Similarly, by the late 90s, there was a voice within the community that the path out of our financial difficulties was by way of guidance and manifestation rather than self-imposed economic discipline. The former was presented as representing ‘abundance’ as opposed to ‘fear-driven’ thinking.
The then head of the Foundation’s management team, Mari Hollander, sees the period as an important turning point in the development of the community. Accounting systems and practices were improved, with each of the Foundation’s departments becoming more like cost-centres, with awareness for balancing costs and income. The Foundation received a few generous donations and sold several substantial property assets to members and supporters of the community.
Meanwhile, Foundation members rallied to the cause. A good number tithed and, where they could, deferred payment of their income to ease the squeeze.
In parallel, detailed decision-making, which had previously been in the hands of all the Foundation’s co-workers, was mandated to a management team — where it remains to this day. This team consults with a council of co-workers that sets strategic priorities on all key issues.
A five-year plan to get back into the black was designed. The goal was achieved in two years and the Foundation has made operating profits for each of the last five years.
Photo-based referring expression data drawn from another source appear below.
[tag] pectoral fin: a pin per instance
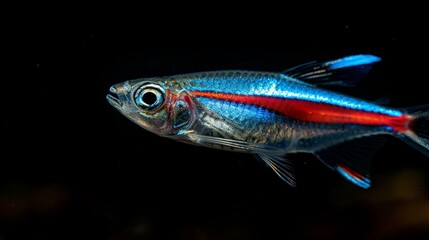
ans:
(281, 166)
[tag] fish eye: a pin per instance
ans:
(149, 97)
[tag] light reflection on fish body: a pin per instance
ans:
(274, 114)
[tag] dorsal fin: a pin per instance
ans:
(345, 71)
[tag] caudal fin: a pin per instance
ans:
(418, 136)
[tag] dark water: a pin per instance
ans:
(72, 167)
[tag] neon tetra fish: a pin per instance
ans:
(274, 114)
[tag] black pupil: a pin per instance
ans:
(149, 98)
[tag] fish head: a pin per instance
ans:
(158, 105)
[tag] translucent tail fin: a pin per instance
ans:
(418, 136)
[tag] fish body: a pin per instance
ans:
(274, 114)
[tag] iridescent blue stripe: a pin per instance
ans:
(267, 85)
(238, 112)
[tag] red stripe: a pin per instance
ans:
(314, 111)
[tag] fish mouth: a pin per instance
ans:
(113, 98)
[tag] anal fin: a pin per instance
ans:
(352, 159)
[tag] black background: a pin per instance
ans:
(72, 167)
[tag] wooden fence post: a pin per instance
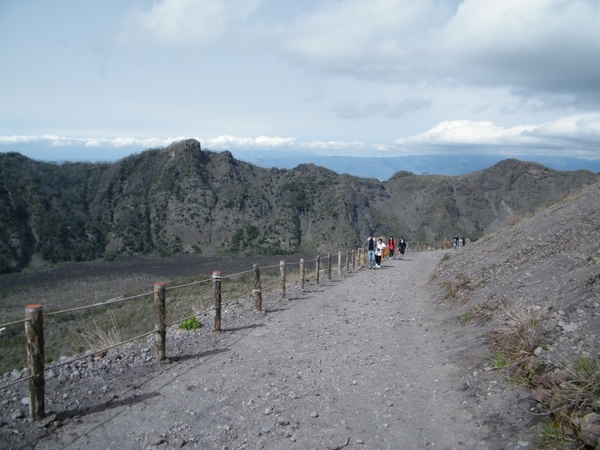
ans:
(257, 288)
(160, 312)
(34, 338)
(318, 267)
(217, 298)
(282, 279)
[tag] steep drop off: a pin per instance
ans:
(183, 199)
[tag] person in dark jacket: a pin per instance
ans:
(371, 246)
(401, 248)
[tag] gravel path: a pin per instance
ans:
(366, 361)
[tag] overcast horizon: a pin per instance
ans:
(346, 77)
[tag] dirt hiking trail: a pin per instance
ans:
(368, 360)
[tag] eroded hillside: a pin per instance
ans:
(182, 199)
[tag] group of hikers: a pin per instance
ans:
(378, 249)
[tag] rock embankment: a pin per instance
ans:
(365, 361)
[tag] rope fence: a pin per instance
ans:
(34, 325)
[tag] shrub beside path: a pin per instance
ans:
(366, 361)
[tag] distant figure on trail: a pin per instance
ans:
(379, 252)
(371, 247)
(401, 248)
(391, 246)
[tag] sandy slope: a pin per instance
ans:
(366, 361)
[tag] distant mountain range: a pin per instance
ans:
(383, 168)
(182, 199)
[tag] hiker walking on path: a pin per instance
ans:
(391, 246)
(371, 247)
(379, 252)
(401, 248)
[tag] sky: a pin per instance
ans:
(83, 80)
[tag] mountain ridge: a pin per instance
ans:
(182, 199)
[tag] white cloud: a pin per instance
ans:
(225, 142)
(561, 136)
(531, 46)
(575, 135)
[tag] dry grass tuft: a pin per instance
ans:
(581, 391)
(514, 343)
(102, 336)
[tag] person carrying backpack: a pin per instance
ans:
(391, 246)
(401, 248)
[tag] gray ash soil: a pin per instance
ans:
(368, 360)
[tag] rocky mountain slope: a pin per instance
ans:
(184, 199)
(533, 290)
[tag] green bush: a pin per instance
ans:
(190, 324)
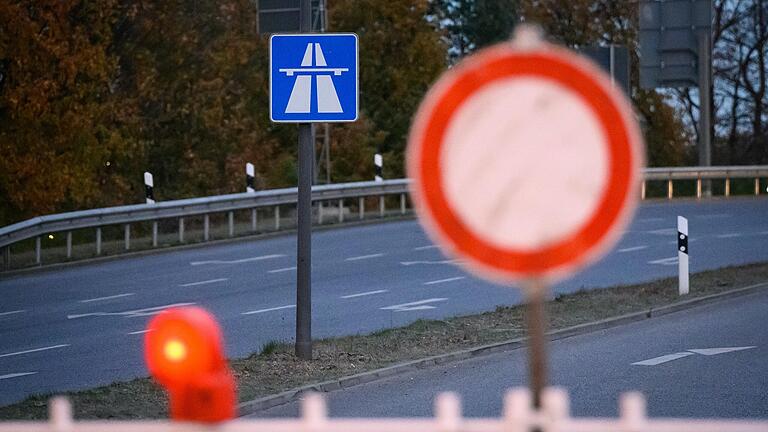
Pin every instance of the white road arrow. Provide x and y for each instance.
(703, 351)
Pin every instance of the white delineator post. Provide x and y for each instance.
(682, 254)
(149, 185)
(249, 178)
(378, 161)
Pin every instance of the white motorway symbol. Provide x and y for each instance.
(701, 351)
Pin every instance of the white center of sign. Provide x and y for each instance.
(518, 149)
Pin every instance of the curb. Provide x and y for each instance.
(260, 404)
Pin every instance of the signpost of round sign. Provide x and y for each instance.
(525, 161)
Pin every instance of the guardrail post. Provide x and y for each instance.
(381, 206)
(277, 218)
(38, 252)
(698, 187)
(69, 244)
(98, 241)
(7, 257)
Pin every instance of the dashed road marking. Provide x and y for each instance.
(665, 261)
(417, 305)
(131, 313)
(443, 262)
(34, 350)
(444, 280)
(204, 282)
(651, 220)
(663, 231)
(12, 312)
(716, 351)
(285, 269)
(16, 375)
(240, 261)
(729, 235)
(632, 249)
(367, 293)
(713, 216)
(361, 257)
(106, 298)
(662, 359)
(269, 309)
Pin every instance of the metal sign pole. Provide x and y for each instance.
(304, 243)
(536, 321)
(705, 106)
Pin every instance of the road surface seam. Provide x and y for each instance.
(260, 404)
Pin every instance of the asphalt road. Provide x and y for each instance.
(680, 370)
(81, 326)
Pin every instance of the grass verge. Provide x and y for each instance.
(276, 368)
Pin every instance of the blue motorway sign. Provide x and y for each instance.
(313, 77)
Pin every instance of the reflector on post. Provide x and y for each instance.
(184, 353)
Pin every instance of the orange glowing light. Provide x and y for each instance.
(175, 350)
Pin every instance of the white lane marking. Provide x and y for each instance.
(713, 216)
(269, 309)
(651, 220)
(631, 249)
(663, 231)
(364, 294)
(16, 375)
(240, 261)
(444, 280)
(408, 263)
(665, 261)
(131, 313)
(364, 257)
(417, 305)
(281, 270)
(204, 282)
(106, 298)
(662, 359)
(716, 351)
(34, 350)
(729, 235)
(12, 312)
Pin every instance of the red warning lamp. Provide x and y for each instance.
(184, 352)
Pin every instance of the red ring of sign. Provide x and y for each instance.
(433, 124)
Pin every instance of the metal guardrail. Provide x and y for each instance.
(518, 416)
(181, 209)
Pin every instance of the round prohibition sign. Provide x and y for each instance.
(525, 162)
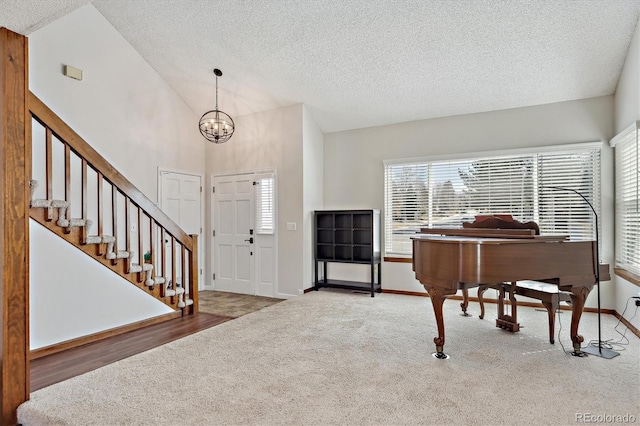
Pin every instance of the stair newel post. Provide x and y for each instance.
(114, 219)
(84, 230)
(100, 207)
(67, 184)
(152, 250)
(163, 259)
(15, 174)
(49, 172)
(127, 232)
(193, 273)
(140, 245)
(173, 264)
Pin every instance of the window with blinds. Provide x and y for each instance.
(265, 194)
(445, 193)
(626, 147)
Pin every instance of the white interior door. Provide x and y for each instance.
(234, 200)
(181, 200)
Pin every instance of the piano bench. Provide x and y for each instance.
(548, 294)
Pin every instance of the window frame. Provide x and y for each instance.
(395, 256)
(627, 265)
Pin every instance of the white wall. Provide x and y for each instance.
(124, 110)
(312, 163)
(121, 107)
(59, 311)
(269, 140)
(354, 174)
(627, 110)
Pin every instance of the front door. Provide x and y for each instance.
(233, 226)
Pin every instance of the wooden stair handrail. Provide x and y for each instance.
(49, 119)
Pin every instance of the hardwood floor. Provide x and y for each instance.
(215, 308)
(64, 365)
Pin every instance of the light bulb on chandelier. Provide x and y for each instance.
(215, 125)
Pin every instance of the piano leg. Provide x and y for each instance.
(481, 289)
(438, 296)
(508, 322)
(465, 302)
(578, 297)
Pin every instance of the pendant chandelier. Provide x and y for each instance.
(215, 125)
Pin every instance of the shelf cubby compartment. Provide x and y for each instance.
(325, 221)
(362, 220)
(343, 252)
(343, 220)
(343, 236)
(325, 251)
(362, 253)
(362, 236)
(325, 236)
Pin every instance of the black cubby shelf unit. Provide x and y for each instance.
(347, 236)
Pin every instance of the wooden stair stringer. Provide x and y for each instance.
(94, 251)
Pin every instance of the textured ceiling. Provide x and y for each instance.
(361, 63)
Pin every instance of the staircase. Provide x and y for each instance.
(79, 196)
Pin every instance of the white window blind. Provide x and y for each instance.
(627, 199)
(265, 194)
(445, 193)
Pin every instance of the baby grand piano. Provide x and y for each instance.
(446, 260)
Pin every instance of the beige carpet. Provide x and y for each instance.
(337, 358)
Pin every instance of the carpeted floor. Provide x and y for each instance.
(334, 358)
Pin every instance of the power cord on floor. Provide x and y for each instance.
(618, 346)
(557, 314)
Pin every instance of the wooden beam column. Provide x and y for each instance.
(15, 165)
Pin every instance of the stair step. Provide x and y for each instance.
(59, 203)
(172, 292)
(120, 254)
(93, 239)
(74, 223)
(41, 203)
(150, 282)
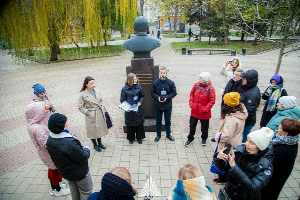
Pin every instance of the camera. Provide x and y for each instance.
(52, 109)
(162, 98)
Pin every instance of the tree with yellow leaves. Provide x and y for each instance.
(26, 25)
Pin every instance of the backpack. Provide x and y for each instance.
(207, 89)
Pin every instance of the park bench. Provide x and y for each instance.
(233, 52)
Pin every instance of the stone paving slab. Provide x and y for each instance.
(24, 176)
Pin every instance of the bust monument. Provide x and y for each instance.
(141, 45)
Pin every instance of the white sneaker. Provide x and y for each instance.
(52, 192)
(63, 192)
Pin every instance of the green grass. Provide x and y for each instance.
(233, 45)
(179, 35)
(78, 53)
(119, 38)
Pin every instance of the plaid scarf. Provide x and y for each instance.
(283, 139)
(272, 100)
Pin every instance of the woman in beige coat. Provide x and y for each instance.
(91, 105)
(233, 116)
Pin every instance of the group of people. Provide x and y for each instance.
(258, 161)
(261, 161)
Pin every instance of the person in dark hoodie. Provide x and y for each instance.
(285, 143)
(251, 99)
(272, 95)
(163, 90)
(249, 168)
(115, 185)
(70, 157)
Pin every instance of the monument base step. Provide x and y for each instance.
(149, 125)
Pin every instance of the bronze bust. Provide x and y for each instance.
(141, 45)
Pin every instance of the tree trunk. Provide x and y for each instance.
(175, 21)
(281, 53)
(142, 7)
(54, 52)
(225, 25)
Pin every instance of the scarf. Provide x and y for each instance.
(283, 139)
(192, 189)
(272, 100)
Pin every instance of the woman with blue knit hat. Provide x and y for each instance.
(271, 95)
(248, 168)
(286, 108)
(37, 113)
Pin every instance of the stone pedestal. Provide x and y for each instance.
(146, 72)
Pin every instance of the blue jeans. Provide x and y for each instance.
(158, 117)
(247, 130)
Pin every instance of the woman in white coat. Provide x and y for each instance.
(91, 105)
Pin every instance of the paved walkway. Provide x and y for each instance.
(24, 176)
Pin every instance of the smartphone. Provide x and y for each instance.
(228, 145)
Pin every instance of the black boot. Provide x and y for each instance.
(96, 147)
(100, 144)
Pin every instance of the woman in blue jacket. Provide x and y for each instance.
(249, 168)
(132, 93)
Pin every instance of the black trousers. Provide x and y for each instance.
(204, 128)
(137, 132)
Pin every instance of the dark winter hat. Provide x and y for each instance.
(38, 89)
(56, 123)
(115, 188)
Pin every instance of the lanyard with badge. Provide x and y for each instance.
(134, 96)
(163, 92)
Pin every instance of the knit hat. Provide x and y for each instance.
(276, 77)
(38, 89)
(262, 137)
(232, 99)
(205, 76)
(56, 123)
(288, 102)
(115, 188)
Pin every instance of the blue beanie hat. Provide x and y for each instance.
(115, 188)
(38, 89)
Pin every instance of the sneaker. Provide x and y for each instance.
(97, 148)
(63, 192)
(170, 137)
(157, 138)
(62, 186)
(217, 181)
(188, 143)
(102, 146)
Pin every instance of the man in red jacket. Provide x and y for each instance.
(202, 99)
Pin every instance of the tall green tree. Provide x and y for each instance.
(172, 8)
(258, 15)
(38, 24)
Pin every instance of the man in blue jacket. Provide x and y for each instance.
(70, 157)
(163, 91)
(251, 99)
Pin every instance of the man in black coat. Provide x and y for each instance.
(251, 99)
(163, 91)
(69, 156)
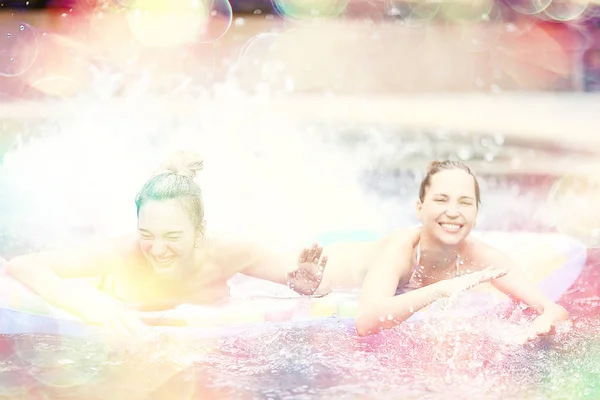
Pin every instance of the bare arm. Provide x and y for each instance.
(46, 273)
(301, 271)
(518, 287)
(378, 306)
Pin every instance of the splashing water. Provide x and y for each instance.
(18, 47)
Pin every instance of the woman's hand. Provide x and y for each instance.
(311, 265)
(465, 282)
(545, 324)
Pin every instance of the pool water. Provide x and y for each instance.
(455, 358)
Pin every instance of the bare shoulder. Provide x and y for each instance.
(482, 254)
(229, 254)
(401, 238)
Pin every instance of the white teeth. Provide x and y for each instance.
(451, 227)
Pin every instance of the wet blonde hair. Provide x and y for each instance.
(174, 180)
(438, 166)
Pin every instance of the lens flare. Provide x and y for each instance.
(161, 23)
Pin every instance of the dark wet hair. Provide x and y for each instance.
(438, 166)
(175, 180)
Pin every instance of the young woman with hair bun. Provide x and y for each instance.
(171, 260)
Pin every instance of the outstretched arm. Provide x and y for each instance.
(301, 271)
(379, 307)
(519, 287)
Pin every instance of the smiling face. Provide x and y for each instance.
(449, 207)
(167, 236)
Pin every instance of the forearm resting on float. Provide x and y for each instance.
(47, 274)
(386, 313)
(69, 295)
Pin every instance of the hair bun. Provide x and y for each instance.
(434, 165)
(184, 163)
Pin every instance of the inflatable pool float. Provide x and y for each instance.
(552, 261)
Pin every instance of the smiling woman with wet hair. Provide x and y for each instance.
(411, 268)
(170, 261)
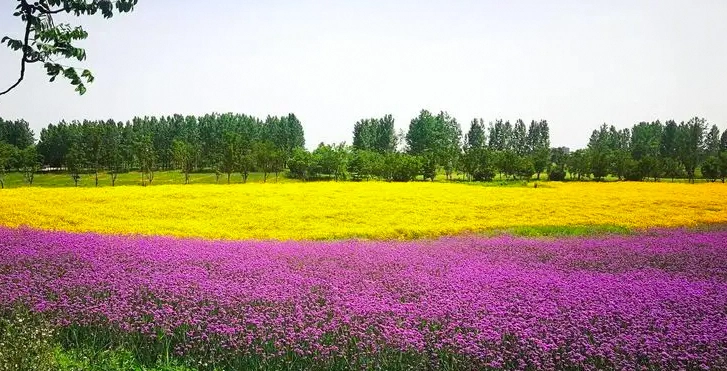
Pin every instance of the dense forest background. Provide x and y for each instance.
(229, 144)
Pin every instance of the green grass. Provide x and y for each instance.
(61, 179)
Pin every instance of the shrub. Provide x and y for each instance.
(557, 175)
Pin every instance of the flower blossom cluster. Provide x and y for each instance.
(650, 301)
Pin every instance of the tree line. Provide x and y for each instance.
(229, 144)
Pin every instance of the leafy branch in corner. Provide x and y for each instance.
(45, 42)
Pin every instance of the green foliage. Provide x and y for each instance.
(75, 163)
(723, 165)
(8, 153)
(300, 164)
(579, 164)
(26, 342)
(184, 155)
(556, 175)
(47, 41)
(16, 133)
(690, 139)
(712, 143)
(401, 167)
(375, 135)
(711, 168)
(28, 162)
(437, 139)
(525, 168)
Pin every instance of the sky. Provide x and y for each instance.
(577, 64)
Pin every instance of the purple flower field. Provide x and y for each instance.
(650, 301)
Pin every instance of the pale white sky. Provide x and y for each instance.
(575, 63)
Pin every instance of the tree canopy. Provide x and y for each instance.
(47, 42)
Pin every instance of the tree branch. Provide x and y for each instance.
(23, 59)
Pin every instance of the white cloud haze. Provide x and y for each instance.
(575, 63)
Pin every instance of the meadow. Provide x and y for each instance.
(364, 275)
(371, 210)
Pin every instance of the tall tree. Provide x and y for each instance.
(538, 141)
(475, 137)
(520, 139)
(712, 142)
(7, 153)
(691, 145)
(16, 133)
(669, 145)
(184, 154)
(46, 41)
(29, 163)
(599, 152)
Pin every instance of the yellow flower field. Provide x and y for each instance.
(366, 210)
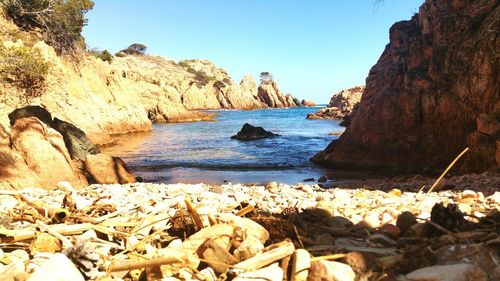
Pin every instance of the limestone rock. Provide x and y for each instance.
(105, 169)
(331, 271)
(249, 132)
(341, 104)
(270, 94)
(454, 272)
(424, 87)
(36, 154)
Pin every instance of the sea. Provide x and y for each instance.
(203, 152)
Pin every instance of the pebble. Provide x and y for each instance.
(270, 273)
(57, 267)
(454, 272)
(331, 271)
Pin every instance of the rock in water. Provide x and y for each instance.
(77, 142)
(249, 132)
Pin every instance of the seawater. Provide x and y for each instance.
(204, 151)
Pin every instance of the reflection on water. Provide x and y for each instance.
(203, 151)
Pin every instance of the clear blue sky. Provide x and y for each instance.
(313, 48)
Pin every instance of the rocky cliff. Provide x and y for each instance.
(341, 104)
(433, 92)
(130, 93)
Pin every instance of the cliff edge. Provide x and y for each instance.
(433, 92)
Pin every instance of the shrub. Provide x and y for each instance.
(61, 21)
(25, 69)
(135, 49)
(103, 55)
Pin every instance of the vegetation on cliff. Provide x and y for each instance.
(23, 68)
(60, 21)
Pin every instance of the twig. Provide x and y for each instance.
(447, 169)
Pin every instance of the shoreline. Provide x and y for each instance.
(123, 222)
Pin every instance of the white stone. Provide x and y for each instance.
(57, 267)
(454, 272)
(270, 273)
(330, 271)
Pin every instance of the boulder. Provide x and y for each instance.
(424, 102)
(269, 93)
(249, 132)
(104, 169)
(307, 103)
(77, 142)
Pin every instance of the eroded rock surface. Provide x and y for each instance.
(341, 104)
(433, 92)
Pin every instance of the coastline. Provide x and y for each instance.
(154, 220)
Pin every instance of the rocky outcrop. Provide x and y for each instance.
(129, 94)
(249, 132)
(433, 92)
(341, 104)
(43, 152)
(269, 93)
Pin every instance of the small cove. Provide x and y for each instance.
(203, 151)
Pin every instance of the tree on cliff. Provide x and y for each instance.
(266, 77)
(135, 49)
(61, 21)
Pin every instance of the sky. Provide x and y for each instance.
(313, 48)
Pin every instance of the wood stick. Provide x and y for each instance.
(131, 265)
(301, 265)
(329, 257)
(245, 211)
(270, 255)
(447, 169)
(27, 234)
(194, 214)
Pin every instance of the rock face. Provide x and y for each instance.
(249, 132)
(40, 152)
(132, 92)
(433, 92)
(341, 104)
(270, 94)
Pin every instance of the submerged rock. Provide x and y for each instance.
(249, 132)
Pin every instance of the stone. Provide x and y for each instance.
(454, 272)
(55, 267)
(270, 273)
(249, 132)
(341, 104)
(331, 271)
(77, 142)
(105, 169)
(407, 94)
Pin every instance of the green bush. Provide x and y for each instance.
(135, 49)
(61, 21)
(103, 55)
(25, 69)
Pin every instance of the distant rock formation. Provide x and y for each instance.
(434, 91)
(249, 132)
(307, 103)
(40, 152)
(269, 94)
(341, 104)
(132, 92)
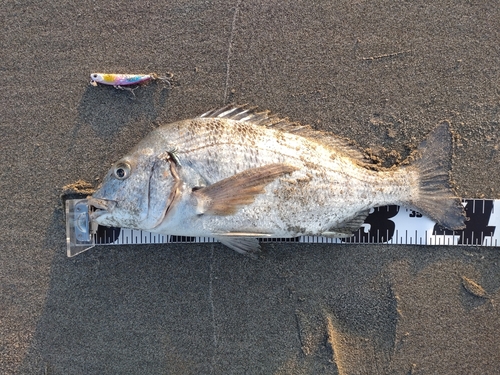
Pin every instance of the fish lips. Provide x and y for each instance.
(101, 207)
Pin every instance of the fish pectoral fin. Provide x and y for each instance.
(347, 228)
(243, 245)
(226, 196)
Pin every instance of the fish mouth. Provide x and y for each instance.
(100, 207)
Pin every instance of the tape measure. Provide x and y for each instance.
(384, 225)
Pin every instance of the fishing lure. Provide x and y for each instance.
(119, 81)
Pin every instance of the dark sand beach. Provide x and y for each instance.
(382, 73)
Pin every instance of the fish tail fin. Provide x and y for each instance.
(435, 197)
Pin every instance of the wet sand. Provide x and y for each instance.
(382, 74)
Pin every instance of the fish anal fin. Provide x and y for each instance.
(226, 196)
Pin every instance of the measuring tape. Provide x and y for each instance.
(384, 225)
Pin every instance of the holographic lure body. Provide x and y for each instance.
(122, 81)
(112, 79)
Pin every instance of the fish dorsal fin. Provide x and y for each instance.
(226, 196)
(245, 113)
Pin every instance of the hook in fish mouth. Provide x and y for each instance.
(100, 206)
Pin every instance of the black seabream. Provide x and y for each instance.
(237, 174)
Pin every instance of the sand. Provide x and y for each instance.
(381, 73)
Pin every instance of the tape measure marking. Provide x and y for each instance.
(393, 225)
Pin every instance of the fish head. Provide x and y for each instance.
(136, 192)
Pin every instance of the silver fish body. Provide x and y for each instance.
(236, 174)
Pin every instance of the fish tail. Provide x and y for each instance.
(435, 197)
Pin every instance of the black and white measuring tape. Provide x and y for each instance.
(384, 225)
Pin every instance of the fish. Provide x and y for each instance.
(238, 174)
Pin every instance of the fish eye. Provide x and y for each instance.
(122, 170)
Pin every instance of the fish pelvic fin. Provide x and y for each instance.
(226, 196)
(436, 197)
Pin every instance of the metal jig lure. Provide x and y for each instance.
(120, 81)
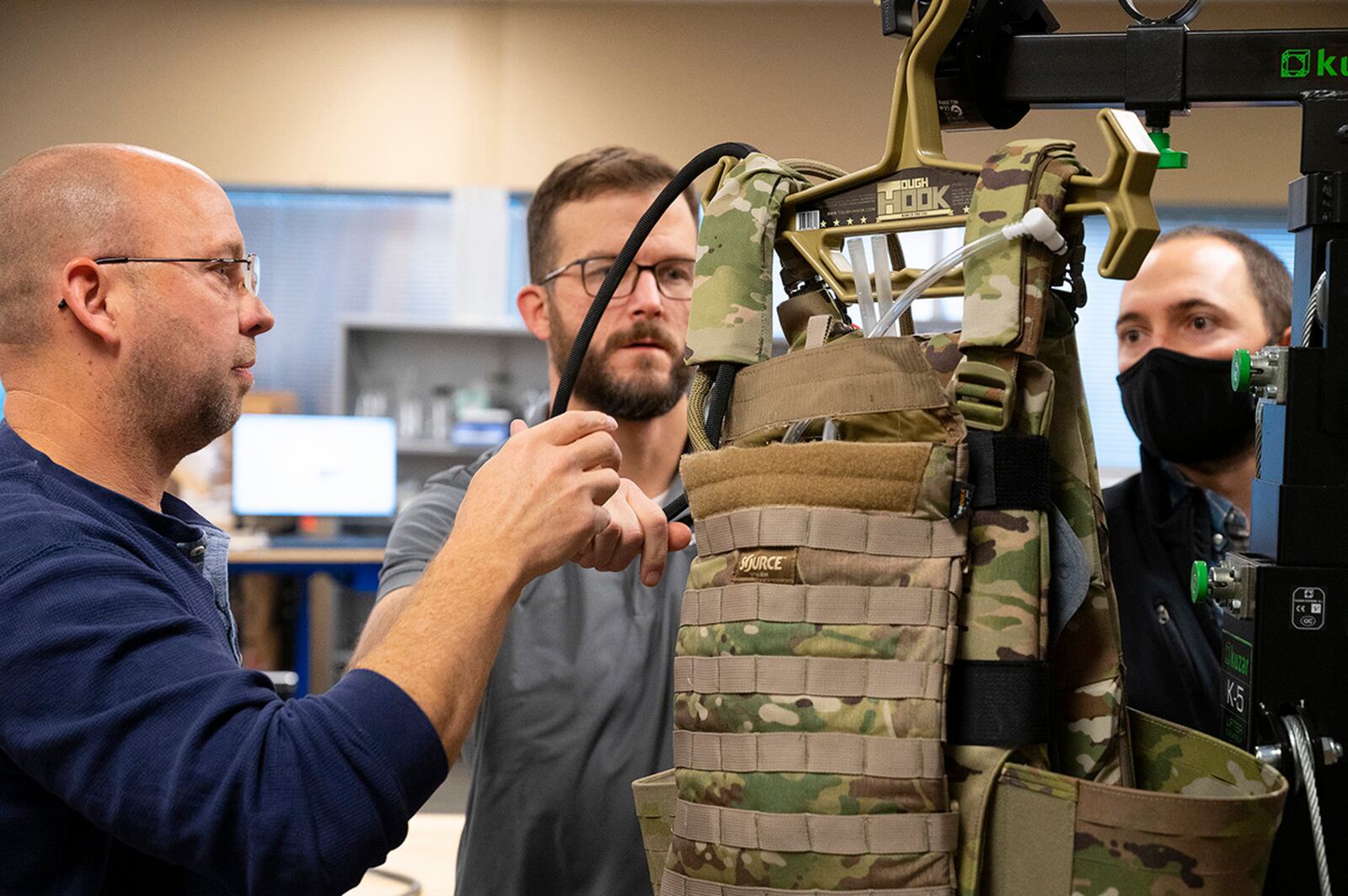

Mari took a no-nonsense approach to the need for greater efficiency and financial savvy: “If we are to manifest our needs, we need to know what they are. If we are subsidising departments, we need to know.”
This is a down to earth wisdom that allows for the possibility that the divine may be found in the balance sheets as well as in the meditation sanctuary. That economic rigour and guidance allied with manifestation may be bed-fellows rather than in competition.
The trick, it seems to me, is to be aware of the financial bottom line but not necessarily to be driven by it. To leave space for the miraculous to happen, and to see economic intelligence not with suspicion but as a potential tool in facilitating the process. Do we have the balance right? Who knows? This is an ongoing and lively debate within an ever-evolving community.
An old traditional story has it that as the storm waters rose ever higher, a house-owner climbed up onto the roof of his house to escape the flood. Three times, rowing boats passed offering to take him to safety. Each time he refused to jump on board, declaring his faith in the Lord who he knew would come to save him. He drowned and went to Heaven where he asked God why He had let him down.
“I tried three times!”, God replies.